Sen's intellectual contributions cluster around several pillars tested in exams. First, in social choice theory he extended Kenneth Arrow's impossibility framework, demonstrating in "The Impossibility of a Paretian Liberal" (1970) that minimal liberal rights can conflict with the Pareto principle. Second, his entitlement approach to famines, developed in Poverty and Famines, argued that famines arise not from absolute food shortage but from collapses in people's exchange entitlements—drawing on the Bengal Famine of 1943, the Ethiopian famine, and the Bangladesh famine of 1974. Third, the capability approach, which reconceives development as the expansion of substantive freedoms—what people can actually do and be—rather than mere income or utility. This directly underpinned the Human Development Index (HDI), which Sen helped Mahbub ul Haq design for the UNDP's first Human Development Report (1990). He also coined the influential concept of "missing women," quantifying gender bias in mortality.
Sen's later work, especially The Idea of Justice (2009), advances a comparative theory of justice (nyaya) against John Rawls's transcendental institutionalism (niti), arguing that justice requires comparing actual realizable states of society rather than identifying perfectly just institutions. He stresses public reasoning, democracy as deliberation, and the link between freedom of expression and famine prevention—his thesis that no substantial famine has occurred in a functioning democracy with a free press. As of 2026 Sen remains Thomas W. Lamont University Professor at Harvard and an active public intellectual; his 2021 memoir Home in the World traces his formation across Bengal, Burma, and Cambridge. He has been a sustained critic of communal politics in India and of narrowly utilitarian development metrics.

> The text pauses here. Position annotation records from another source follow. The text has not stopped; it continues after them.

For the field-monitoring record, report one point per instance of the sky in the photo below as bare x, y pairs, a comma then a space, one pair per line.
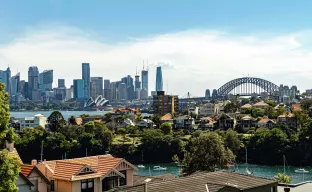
200, 44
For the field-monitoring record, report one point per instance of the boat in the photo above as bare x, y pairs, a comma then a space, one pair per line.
301, 171
159, 168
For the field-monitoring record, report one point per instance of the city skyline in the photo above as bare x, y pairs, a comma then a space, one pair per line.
203, 50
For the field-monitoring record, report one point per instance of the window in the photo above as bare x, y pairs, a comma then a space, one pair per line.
87, 185
123, 181
52, 185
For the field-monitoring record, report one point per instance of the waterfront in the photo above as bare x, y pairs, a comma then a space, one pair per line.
258, 170
66, 114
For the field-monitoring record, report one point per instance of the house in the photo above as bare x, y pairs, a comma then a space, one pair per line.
225, 122
23, 184
126, 123
245, 107
167, 118
220, 181
288, 119
208, 109
267, 123
94, 173
246, 123
127, 111
39, 181
87, 119
184, 121
37, 120
207, 123
146, 123
260, 105
296, 107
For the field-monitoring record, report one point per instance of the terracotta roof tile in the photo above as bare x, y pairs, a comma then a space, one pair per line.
260, 104
166, 117
26, 169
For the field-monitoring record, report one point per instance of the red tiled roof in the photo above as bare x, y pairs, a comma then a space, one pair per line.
26, 169
246, 106
260, 104
166, 117
66, 170
289, 115
296, 107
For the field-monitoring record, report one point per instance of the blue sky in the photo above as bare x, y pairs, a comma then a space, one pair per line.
177, 34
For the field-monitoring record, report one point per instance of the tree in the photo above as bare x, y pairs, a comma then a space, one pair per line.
283, 178
72, 120
156, 119
206, 153
9, 166
257, 113
231, 140
89, 127
56, 121
166, 128
9, 170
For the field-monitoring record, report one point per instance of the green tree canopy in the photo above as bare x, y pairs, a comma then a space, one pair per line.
206, 153
166, 128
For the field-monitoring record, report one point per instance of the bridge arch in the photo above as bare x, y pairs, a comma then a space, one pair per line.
247, 86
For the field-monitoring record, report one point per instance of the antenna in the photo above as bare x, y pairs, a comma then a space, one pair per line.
41, 155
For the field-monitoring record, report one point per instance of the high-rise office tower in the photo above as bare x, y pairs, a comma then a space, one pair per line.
15, 84
33, 80
5, 77
96, 87
86, 79
61, 83
79, 89
129, 85
122, 91
46, 80
144, 77
113, 91
159, 83
107, 92
207, 94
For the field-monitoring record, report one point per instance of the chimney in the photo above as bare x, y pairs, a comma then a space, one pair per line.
34, 162
9, 146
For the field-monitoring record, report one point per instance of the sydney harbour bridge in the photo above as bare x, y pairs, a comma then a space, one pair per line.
245, 86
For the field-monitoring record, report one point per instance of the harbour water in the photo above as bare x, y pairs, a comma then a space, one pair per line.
66, 114
257, 170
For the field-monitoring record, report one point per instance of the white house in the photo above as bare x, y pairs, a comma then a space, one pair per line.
37, 120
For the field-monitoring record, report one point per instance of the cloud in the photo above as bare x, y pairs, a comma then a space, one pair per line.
192, 61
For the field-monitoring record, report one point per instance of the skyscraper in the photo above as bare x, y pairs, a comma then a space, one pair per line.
96, 86
122, 91
61, 83
79, 89
46, 80
86, 79
107, 92
15, 84
207, 94
33, 80
129, 86
159, 83
145, 79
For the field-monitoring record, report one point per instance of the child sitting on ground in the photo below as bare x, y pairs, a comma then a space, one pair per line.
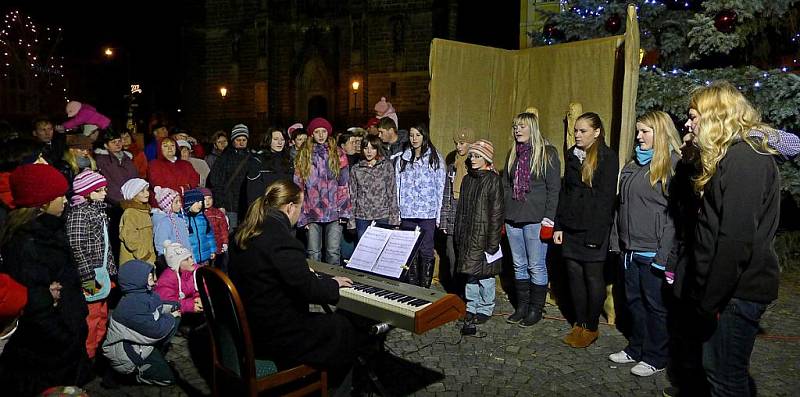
176, 283
141, 327
201, 237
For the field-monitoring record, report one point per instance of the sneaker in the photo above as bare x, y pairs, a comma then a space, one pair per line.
644, 369
621, 358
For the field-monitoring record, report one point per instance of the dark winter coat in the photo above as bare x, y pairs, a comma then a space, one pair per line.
542, 200
117, 172
734, 254
227, 187
265, 168
479, 223
48, 348
585, 213
276, 287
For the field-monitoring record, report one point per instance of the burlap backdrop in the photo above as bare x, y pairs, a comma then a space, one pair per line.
484, 88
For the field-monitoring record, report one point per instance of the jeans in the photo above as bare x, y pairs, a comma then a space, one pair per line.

For the exam, Sen appears across multiple papers. In UPSC GS Paper IV (Ethics), his capability approach and emphasis on freedom, agency, and human dignity feature in questions on welfare, distributive justice, and the philosophical foundations of public service. In GS Paper III and global-economy modules, his entitlement theory, HDI, and the income-versus-capability distinction are standard. FSOT and CSS candidates encounter him in development economics and political theory. The typical question angle asks candidates to contrast Sen's capability approach with utilitarian or Rawlsian frameworks, or to apply the entitlement theory to explain famine causation—rewarding precise citation of Development as Freedom and Poverty and Famines.
Example
In 1990 Amartya Sen, working with Mahbub ul Haq, helped design the Human Development Index for the UNDP's first Human Development Report, shifting global development measurement from per-capita income toward health, education, and living standards.
Frequently asked questions
Developed in Poverty and Famines (1981), it holds that famines result from collapses in people's exchange entitlements—their command over food via production, trade, or wages—rather than from absolute declines in food availability. He illustrated it using the 1943 Bengal Famine.